Document Type : Research Paper


University of Babylon, Hilla, Iraq


With the rapid development of technology, this development led to the emergence of microarray technology. It has the effect of studying the levels of gene expression in a way that makes it easier for researchers to observe the expression levels of millions of genes at the same time in a single experiment. Development also helped in the emergence of powerful tools to identify interactions between target genes and regulatory factors. The main aim of this study is to build models to predicate the relationship (Interaction) between Transcription Factors (TFs) proteins and target genes by selecting the subset of important genes (Relevant genes) from original dataset. The proposed methodology comprises into three major stages: the genes selection, merge datasets and the prediction stage. The process of reducing the computational space of gene data has been accomplished by using proposed mutual information method for genes selection based on the data of gene expression.
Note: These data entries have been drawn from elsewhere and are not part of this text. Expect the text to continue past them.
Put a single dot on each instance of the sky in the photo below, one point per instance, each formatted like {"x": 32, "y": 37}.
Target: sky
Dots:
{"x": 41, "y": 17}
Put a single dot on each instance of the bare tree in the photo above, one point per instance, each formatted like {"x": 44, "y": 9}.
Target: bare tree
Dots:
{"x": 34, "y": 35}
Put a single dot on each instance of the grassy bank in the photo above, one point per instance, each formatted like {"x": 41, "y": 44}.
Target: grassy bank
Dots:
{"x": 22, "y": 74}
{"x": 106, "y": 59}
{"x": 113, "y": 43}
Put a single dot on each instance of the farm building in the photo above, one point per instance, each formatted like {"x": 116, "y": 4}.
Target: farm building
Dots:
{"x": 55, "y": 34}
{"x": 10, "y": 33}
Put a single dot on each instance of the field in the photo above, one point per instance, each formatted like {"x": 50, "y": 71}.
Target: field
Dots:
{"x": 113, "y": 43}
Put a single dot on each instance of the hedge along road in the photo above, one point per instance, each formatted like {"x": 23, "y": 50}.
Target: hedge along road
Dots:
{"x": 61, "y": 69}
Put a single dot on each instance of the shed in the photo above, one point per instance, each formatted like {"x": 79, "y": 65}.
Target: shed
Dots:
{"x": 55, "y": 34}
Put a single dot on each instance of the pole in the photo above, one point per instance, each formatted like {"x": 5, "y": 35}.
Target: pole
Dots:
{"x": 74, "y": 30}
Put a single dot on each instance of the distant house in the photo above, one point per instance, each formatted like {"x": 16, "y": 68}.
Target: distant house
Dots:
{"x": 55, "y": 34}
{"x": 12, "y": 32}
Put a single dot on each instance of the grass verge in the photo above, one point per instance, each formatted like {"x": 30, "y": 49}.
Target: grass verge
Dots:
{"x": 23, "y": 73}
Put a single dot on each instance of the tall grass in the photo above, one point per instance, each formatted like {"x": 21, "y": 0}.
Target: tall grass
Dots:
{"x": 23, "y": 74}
In the prediction, the proposed prediction regression techniques are utilized to predict with binding rate between single TF-target gene. It has been compared the efficiency of two different proposed regression techniques including: Linear Regression and Random Forest Regression. Two available data sets have been utilized to achieve the objectives of this study: Gene’s expression data of Yeast Cell Cycle dataset and Transcription Factors dataset. The evaluation of predictions performance has been performed depending on two performance prediction measures (Root Mean Square Error (RMSE) and Mean Absolute Error (MAE) with (10) Folds-Cross Validation.